Delays and Force Majeure
Seller shall not be in default or otherwise responsible or liable for any delay in performance or delivery caused by circumstances beyond its control, including, but not limited to, acts of
God, weather conditions, fires, floods, wars, government actions, laws, accidents, terrorist acts, riots, strikes, labor disputes, labor shortages, shortages or unavailability of materials,
equipment, or transportation. If such delay continues for ninety consecutive days, Seller may terminate without liability its obligations to Buyer.

Seller’s Remedies
In the event of Buyer’s default, Seller shall have all of the remedies afforded Seller under Oregon’s Uniform Commercial Code, at law, or in equity. Without limiting the foregoing, Seller
may recover as damages the purchase price of the goods and software together with all incidental damages and reasonable costs, may immediately accelerate all amounts due from
Buyer to Seller, and may withhold further deliveries or terminate any order without notice, or stop in transit any shipment to Buyer or Buyer's designee. Seller’s remedies set forth in this
paragraph are cumulative and supplemental to, and not in lieu of, any and all remedies otherwise available to Seller at law, in equity, or hereunder.

Severability
If any clause or provision herein shall be adjudged invalid or unenforceable, it shall not affect the validity of any other clauses or provisions, which shall remain in full force and effect.

Non-­Waiver
Except as otherwise provided herein, these Terms may be amended, altered, or terminated only by written instrument signed by both parties hereto.

Clerical Errors
Stenographic, computer, mathematical computation, or other clerical errors made by Seller on a quotation, an acknowledgment, or an invoice issued to Buyer shall be subject to
correction by Seller.

No Assignment by Buyer
Buyer’s rights to goods or software ordered from Seller are not assignable by Buyer without the prior written consent of Seller.
Notices
All notices under these Terms shall be in writing and deemed to have been received upon actual receipt if delivered personally or by fax, e­mail, or an overnight delivery service, or on
the fifth business day after deposit in the mail, postage pre­paid, certified, return receipt requested to the party’s last known address.

Complete Agreement
These Terms together with the applicable quotation or invoice are the parties’ entire agreement regarding the subject hereof and supersede and replace all prior oral and written
representations and agreements, with the exception of any pre­existing master distributor or sales agreement, which shall remain effective until terminated in accordance with its
terms. To the extent that any of the terms herein differ from Buyer’s documents, such documents shall not control and varying terms are hereby rejected.

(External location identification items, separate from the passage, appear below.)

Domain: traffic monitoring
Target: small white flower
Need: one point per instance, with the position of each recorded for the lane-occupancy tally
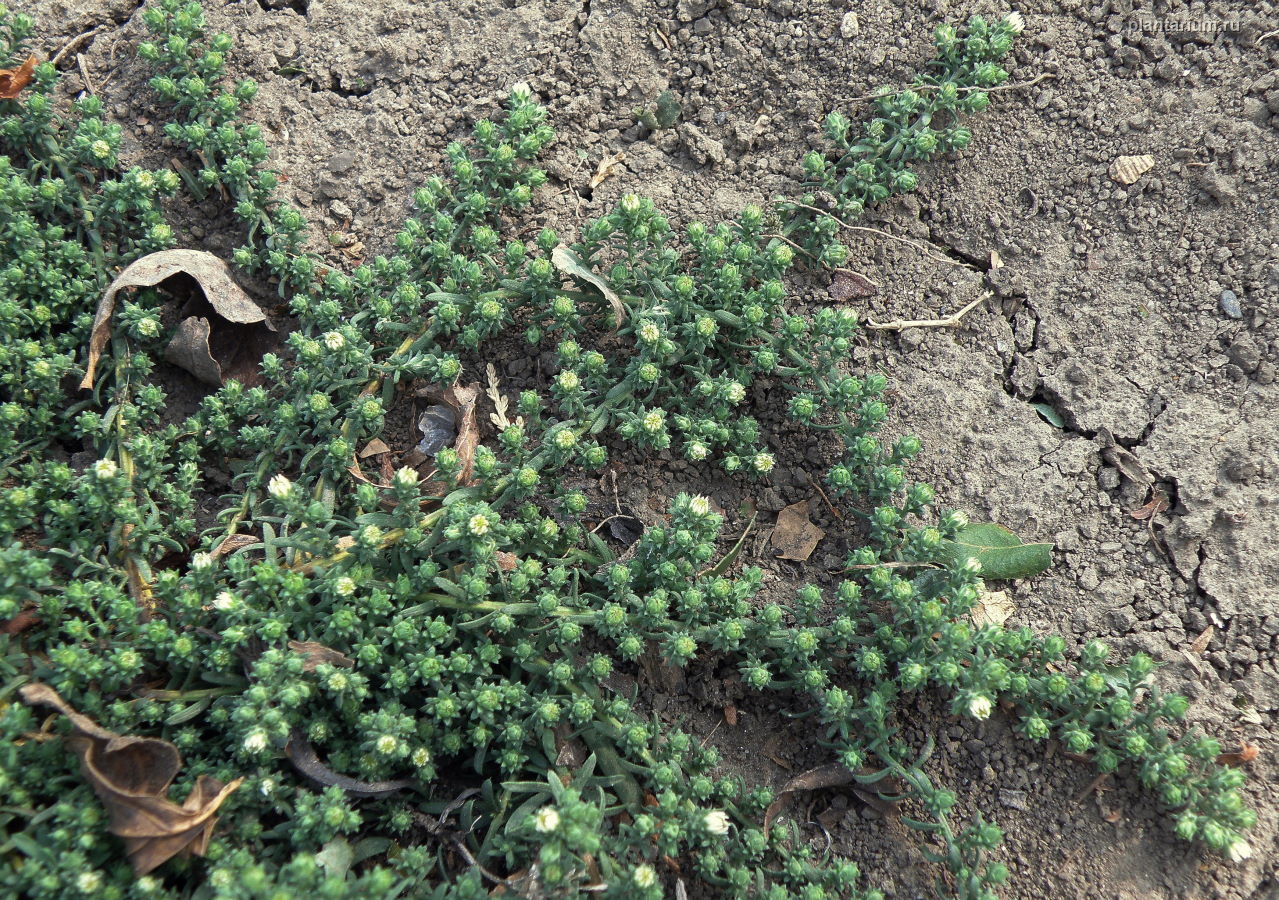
(716, 822)
(279, 487)
(980, 707)
(334, 340)
(1238, 850)
(88, 882)
(256, 740)
(546, 820)
(645, 876)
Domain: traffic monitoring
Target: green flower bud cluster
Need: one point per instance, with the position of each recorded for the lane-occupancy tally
(449, 639)
(910, 125)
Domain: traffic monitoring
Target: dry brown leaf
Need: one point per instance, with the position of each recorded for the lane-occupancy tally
(19, 623)
(1202, 641)
(1247, 753)
(1156, 505)
(1128, 169)
(608, 165)
(993, 607)
(374, 448)
(132, 776)
(233, 542)
(796, 537)
(462, 400)
(232, 350)
(315, 655)
(849, 285)
(12, 81)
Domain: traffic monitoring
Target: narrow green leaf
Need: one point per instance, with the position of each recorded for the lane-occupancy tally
(1000, 552)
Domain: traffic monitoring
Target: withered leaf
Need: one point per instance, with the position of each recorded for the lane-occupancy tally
(608, 165)
(132, 776)
(796, 537)
(462, 400)
(1156, 505)
(19, 623)
(568, 262)
(849, 285)
(374, 448)
(1246, 753)
(993, 607)
(315, 655)
(235, 327)
(13, 81)
(233, 542)
(305, 760)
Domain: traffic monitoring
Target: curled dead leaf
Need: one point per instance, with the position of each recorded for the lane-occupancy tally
(223, 333)
(132, 776)
(1247, 753)
(315, 655)
(794, 537)
(993, 607)
(849, 285)
(13, 81)
(1156, 505)
(233, 542)
(608, 165)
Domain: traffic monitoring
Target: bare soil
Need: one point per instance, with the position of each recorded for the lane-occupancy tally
(1105, 306)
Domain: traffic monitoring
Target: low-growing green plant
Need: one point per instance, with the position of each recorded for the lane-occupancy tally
(416, 678)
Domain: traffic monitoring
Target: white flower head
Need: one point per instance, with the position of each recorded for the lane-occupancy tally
(334, 340)
(645, 876)
(1238, 850)
(980, 707)
(546, 820)
(716, 822)
(256, 740)
(279, 487)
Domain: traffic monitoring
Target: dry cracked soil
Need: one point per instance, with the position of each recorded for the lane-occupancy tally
(1126, 349)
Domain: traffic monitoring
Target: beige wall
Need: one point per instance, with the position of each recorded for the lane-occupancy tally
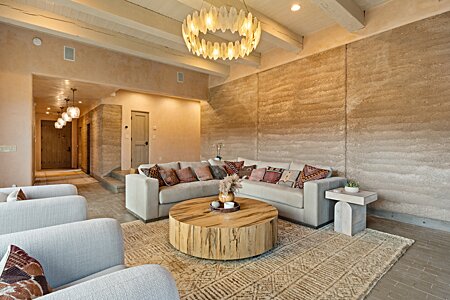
(177, 122)
(377, 110)
(19, 59)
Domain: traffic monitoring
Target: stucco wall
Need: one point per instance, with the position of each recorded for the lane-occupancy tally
(19, 59)
(377, 110)
(174, 126)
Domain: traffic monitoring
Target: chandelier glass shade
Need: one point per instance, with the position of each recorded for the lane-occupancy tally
(212, 20)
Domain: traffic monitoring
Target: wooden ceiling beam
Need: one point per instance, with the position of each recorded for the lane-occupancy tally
(143, 19)
(272, 31)
(22, 15)
(345, 12)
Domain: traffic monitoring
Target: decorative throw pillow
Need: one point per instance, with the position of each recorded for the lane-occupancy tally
(21, 276)
(289, 178)
(272, 175)
(246, 171)
(17, 195)
(169, 176)
(233, 167)
(153, 172)
(218, 172)
(203, 173)
(257, 174)
(186, 175)
(310, 173)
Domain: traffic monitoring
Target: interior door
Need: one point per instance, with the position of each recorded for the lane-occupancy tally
(56, 152)
(139, 139)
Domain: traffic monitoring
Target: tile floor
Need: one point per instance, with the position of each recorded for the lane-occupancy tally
(422, 273)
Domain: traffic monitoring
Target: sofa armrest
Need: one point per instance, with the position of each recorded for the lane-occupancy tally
(319, 210)
(44, 191)
(32, 214)
(71, 251)
(150, 282)
(142, 196)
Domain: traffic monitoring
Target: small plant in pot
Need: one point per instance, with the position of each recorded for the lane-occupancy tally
(228, 186)
(352, 186)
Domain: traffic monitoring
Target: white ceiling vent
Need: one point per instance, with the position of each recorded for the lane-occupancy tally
(180, 77)
(69, 53)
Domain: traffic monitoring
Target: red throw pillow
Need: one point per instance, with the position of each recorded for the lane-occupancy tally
(21, 276)
(257, 174)
(169, 176)
(310, 173)
(233, 167)
(272, 175)
(186, 175)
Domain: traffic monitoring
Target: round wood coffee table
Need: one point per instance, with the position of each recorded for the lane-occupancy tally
(197, 231)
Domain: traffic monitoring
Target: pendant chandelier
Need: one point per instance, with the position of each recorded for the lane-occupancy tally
(248, 27)
(65, 116)
(73, 111)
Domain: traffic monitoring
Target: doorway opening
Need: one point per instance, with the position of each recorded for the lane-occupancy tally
(139, 138)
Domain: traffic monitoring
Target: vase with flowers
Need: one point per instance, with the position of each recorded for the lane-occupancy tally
(228, 186)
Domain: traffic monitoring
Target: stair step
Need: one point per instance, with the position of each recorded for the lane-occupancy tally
(112, 184)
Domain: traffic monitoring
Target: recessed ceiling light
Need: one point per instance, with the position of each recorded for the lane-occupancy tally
(295, 7)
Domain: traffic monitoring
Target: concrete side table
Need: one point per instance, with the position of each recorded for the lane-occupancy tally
(351, 210)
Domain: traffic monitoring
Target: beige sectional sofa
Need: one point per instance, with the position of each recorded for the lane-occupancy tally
(147, 201)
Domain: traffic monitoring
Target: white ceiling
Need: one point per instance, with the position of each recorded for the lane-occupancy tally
(98, 16)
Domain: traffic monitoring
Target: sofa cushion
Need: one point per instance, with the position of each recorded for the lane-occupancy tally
(193, 164)
(246, 171)
(248, 162)
(272, 175)
(289, 178)
(203, 173)
(184, 191)
(310, 173)
(257, 174)
(218, 172)
(172, 165)
(273, 192)
(266, 164)
(169, 176)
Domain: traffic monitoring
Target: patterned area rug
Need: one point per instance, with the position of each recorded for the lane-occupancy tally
(305, 264)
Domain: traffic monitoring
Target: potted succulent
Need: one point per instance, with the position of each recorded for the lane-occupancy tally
(228, 186)
(352, 186)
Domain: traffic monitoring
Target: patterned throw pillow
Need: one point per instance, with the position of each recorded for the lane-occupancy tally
(169, 176)
(203, 173)
(289, 178)
(246, 171)
(272, 175)
(233, 167)
(257, 174)
(310, 173)
(186, 175)
(21, 276)
(218, 172)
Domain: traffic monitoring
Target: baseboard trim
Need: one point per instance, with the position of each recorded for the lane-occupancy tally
(410, 219)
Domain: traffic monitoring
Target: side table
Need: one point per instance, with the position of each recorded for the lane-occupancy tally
(351, 210)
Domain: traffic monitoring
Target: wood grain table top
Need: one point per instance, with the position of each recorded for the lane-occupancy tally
(197, 212)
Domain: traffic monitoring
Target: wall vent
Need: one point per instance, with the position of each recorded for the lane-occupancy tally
(69, 53)
(180, 77)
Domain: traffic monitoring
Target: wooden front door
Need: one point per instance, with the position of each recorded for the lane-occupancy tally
(139, 139)
(56, 152)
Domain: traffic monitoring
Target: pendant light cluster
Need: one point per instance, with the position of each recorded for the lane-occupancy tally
(72, 112)
(248, 27)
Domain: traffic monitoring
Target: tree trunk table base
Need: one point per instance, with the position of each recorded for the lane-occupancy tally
(197, 231)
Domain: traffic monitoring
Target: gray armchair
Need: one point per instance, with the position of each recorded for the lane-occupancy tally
(48, 205)
(85, 260)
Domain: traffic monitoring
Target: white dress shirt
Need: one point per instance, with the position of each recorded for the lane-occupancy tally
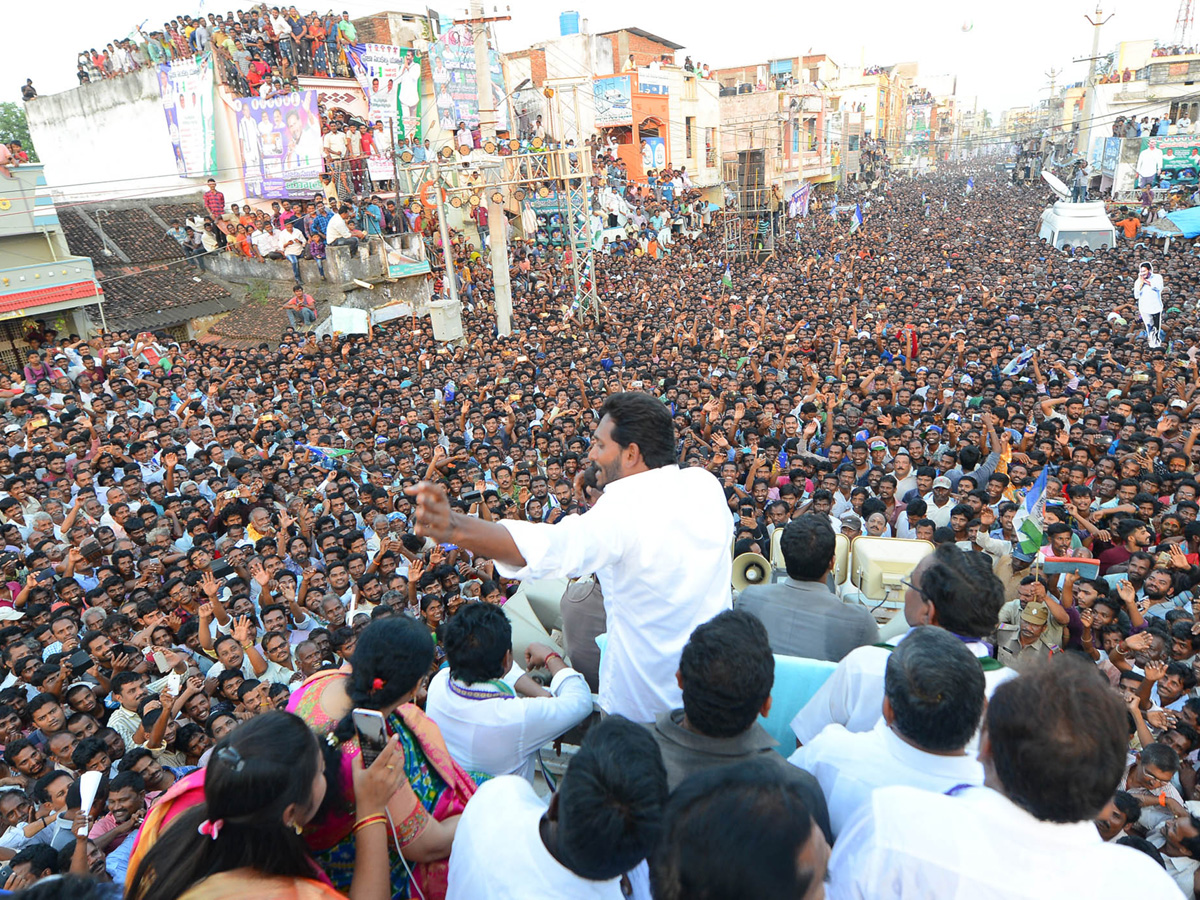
(850, 766)
(498, 733)
(498, 853)
(853, 694)
(659, 544)
(981, 845)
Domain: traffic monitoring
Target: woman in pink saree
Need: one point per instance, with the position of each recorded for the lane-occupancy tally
(390, 658)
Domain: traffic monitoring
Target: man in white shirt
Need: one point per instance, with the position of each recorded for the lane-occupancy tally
(589, 843)
(267, 243)
(1043, 787)
(1149, 293)
(951, 589)
(934, 699)
(339, 234)
(658, 540)
(292, 245)
(495, 719)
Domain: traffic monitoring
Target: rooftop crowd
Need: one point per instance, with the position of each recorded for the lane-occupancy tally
(213, 557)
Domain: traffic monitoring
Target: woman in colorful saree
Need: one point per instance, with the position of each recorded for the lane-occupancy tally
(263, 785)
(389, 661)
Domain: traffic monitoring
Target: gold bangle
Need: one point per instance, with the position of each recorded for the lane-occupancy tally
(369, 821)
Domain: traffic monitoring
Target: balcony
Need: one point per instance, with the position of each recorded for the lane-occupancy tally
(25, 203)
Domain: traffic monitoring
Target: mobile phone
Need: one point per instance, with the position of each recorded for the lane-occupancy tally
(372, 732)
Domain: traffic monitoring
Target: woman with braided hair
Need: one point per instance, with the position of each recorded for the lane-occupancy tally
(243, 838)
(390, 659)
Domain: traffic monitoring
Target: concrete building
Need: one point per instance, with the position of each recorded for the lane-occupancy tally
(655, 112)
(40, 277)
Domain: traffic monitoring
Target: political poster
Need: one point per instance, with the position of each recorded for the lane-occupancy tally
(406, 256)
(1181, 157)
(279, 141)
(612, 101)
(390, 78)
(186, 90)
(453, 64)
(653, 81)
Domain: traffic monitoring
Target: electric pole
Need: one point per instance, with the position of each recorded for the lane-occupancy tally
(1090, 97)
(497, 222)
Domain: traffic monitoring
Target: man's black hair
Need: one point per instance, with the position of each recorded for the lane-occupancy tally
(727, 672)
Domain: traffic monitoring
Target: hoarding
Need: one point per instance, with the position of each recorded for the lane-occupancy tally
(612, 99)
(391, 83)
(279, 141)
(186, 89)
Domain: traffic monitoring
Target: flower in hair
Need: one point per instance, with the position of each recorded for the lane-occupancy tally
(211, 828)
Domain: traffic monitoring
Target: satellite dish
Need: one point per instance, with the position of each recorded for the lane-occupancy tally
(1056, 185)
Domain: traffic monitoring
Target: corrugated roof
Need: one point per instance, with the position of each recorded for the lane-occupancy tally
(647, 35)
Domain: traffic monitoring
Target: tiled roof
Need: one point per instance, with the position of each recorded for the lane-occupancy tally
(81, 238)
(157, 289)
(145, 294)
(255, 323)
(139, 237)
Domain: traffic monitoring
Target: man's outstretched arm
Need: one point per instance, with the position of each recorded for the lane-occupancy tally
(436, 520)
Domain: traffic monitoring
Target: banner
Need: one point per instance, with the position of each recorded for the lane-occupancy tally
(186, 89)
(654, 154)
(391, 83)
(651, 81)
(798, 201)
(1181, 157)
(280, 143)
(406, 256)
(612, 101)
(453, 64)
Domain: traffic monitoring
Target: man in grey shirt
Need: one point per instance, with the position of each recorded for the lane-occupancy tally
(726, 673)
(803, 617)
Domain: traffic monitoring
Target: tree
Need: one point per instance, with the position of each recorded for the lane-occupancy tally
(13, 126)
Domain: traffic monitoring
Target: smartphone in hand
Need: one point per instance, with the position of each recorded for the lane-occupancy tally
(372, 732)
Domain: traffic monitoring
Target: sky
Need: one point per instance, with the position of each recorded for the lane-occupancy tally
(1001, 53)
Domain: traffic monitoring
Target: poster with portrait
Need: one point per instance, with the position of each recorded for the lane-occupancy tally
(391, 83)
(279, 141)
(186, 90)
(453, 64)
(612, 101)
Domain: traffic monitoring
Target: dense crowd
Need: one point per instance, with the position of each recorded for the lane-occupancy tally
(199, 539)
(259, 49)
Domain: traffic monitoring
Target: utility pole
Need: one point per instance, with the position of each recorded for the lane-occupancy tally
(1090, 97)
(497, 222)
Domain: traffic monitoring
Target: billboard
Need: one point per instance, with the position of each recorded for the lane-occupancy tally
(406, 256)
(279, 141)
(186, 90)
(453, 64)
(612, 101)
(391, 83)
(1181, 157)
(651, 81)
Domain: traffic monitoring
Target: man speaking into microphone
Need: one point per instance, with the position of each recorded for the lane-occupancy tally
(658, 539)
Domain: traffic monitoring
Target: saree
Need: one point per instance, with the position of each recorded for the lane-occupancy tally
(436, 789)
(243, 883)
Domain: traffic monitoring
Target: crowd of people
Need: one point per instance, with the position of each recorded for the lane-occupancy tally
(259, 49)
(262, 593)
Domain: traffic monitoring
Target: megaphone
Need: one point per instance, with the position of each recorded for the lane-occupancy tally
(750, 569)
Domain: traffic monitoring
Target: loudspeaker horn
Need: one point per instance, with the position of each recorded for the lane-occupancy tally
(750, 569)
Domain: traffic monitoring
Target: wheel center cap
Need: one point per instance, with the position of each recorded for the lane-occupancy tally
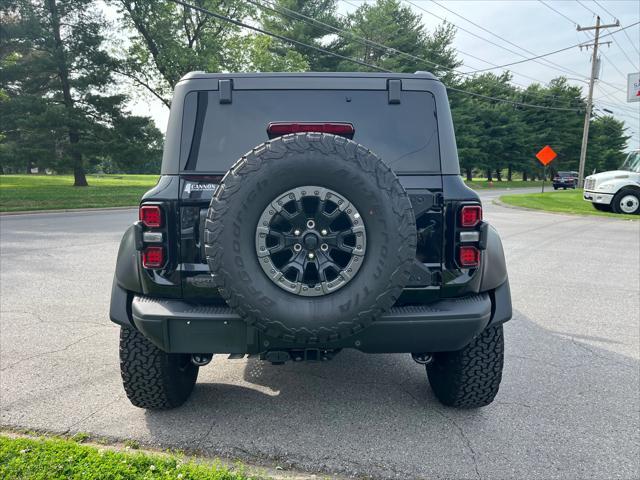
(311, 241)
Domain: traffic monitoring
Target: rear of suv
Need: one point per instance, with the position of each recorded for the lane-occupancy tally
(300, 214)
(565, 180)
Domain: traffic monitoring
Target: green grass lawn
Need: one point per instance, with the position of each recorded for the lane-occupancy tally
(479, 184)
(569, 201)
(58, 459)
(54, 192)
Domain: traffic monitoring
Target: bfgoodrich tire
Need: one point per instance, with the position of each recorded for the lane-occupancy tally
(154, 379)
(469, 378)
(282, 167)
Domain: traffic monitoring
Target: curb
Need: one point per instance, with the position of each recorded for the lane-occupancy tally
(67, 210)
(496, 201)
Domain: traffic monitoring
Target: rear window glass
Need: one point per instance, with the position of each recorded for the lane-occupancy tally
(215, 135)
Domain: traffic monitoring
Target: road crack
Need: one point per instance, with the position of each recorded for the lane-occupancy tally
(42, 354)
(465, 440)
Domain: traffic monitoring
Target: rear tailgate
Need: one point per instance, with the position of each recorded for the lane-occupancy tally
(220, 126)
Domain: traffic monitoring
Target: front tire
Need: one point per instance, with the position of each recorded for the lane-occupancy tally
(469, 378)
(154, 379)
(626, 201)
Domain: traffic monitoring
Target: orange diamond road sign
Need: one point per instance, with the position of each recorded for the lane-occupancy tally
(546, 155)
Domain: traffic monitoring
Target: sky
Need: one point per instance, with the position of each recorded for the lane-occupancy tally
(527, 28)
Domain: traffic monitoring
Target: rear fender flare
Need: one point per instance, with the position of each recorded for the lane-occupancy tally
(494, 266)
(127, 277)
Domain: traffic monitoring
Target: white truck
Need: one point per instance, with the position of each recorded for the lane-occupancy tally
(617, 190)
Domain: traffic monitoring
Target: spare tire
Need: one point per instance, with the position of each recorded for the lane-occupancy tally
(310, 237)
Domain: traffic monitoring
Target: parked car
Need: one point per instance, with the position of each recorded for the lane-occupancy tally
(617, 190)
(565, 180)
(301, 214)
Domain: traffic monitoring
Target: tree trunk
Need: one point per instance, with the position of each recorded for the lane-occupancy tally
(79, 177)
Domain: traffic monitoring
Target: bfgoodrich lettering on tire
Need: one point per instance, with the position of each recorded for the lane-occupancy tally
(154, 379)
(469, 378)
(282, 169)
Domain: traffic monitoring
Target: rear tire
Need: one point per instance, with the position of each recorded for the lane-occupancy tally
(626, 201)
(154, 379)
(469, 378)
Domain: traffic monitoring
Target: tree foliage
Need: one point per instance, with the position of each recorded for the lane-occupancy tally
(63, 93)
(58, 109)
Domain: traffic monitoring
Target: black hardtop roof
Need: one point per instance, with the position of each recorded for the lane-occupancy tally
(211, 75)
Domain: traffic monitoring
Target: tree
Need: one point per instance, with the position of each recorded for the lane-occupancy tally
(169, 41)
(312, 22)
(57, 108)
(398, 28)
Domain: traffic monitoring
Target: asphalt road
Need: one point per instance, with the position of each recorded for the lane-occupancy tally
(568, 407)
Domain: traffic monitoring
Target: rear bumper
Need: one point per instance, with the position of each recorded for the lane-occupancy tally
(180, 327)
(597, 197)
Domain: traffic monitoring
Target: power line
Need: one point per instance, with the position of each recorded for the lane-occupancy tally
(623, 30)
(275, 35)
(473, 34)
(625, 33)
(292, 14)
(615, 40)
(557, 11)
(546, 63)
(586, 8)
(363, 41)
(296, 42)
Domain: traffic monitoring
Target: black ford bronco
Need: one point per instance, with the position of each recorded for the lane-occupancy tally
(300, 214)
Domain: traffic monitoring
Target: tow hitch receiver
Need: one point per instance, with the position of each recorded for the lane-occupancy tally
(279, 357)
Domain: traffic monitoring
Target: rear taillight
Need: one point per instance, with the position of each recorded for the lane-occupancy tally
(150, 216)
(276, 129)
(470, 216)
(153, 257)
(469, 256)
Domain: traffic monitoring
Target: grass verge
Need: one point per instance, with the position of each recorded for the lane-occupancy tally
(56, 192)
(564, 202)
(479, 184)
(57, 459)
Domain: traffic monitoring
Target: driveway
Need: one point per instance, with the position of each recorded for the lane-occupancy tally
(568, 406)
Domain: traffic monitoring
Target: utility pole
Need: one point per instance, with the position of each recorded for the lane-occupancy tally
(594, 73)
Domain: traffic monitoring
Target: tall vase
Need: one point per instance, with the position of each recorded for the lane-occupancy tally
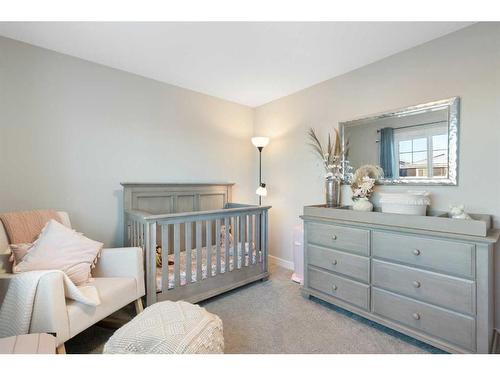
(332, 192)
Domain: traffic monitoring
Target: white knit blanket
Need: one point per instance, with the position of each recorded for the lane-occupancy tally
(17, 307)
(169, 328)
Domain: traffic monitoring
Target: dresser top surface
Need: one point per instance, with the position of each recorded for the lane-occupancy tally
(478, 230)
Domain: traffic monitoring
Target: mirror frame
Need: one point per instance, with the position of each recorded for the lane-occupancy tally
(453, 105)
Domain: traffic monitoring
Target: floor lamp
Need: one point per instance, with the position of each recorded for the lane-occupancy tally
(260, 143)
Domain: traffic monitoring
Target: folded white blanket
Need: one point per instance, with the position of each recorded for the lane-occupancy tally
(17, 307)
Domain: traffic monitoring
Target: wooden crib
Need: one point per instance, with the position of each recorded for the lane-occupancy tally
(207, 245)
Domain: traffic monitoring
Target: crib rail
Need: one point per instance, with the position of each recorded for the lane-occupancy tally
(212, 251)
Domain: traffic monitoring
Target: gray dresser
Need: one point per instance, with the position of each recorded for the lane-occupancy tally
(428, 277)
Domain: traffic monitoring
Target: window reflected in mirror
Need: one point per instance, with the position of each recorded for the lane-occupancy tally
(410, 145)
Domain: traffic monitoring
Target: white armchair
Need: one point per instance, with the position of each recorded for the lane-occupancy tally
(118, 277)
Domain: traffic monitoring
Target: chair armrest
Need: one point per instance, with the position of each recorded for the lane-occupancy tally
(122, 262)
(4, 284)
(50, 313)
(49, 307)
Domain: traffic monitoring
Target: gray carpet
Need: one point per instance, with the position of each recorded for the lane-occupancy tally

Choice of Law; Arbitration; Attorney Fees
These Terms shall be governed by and construed under the laws of the State of Oregon, U.S.A, and not under the United Nations Convention on Contracts for the International Sales of
Goods. In the event of any dispute, claim, or controversy between the parties, the parties shall consult with each other and attempt to reach a solution satisfactory to both parties. If the
parties cannot resolve the dispute, claim, or controversy within thirty days, it shall be subject to mandatory, binding arbitration in accordance with the International Arbitration Rules of
the International Centre for Dispute Resolution. Arbitration shall be conducted in Portland, Oregon in the English language. The prevailing party in arbitration shall be entitled to its
reasonable attorney fees and costs from the non­prevailing party.

Compliance with Laws
Buyer must obtain all permits, licenses, and approvals necessary for this transaction, including all required export and import licenses. Buyer must comply with all applicable U.S. and
foreign laws, rules, and regulations, and may not export or divert the goods or software in violation of thereof.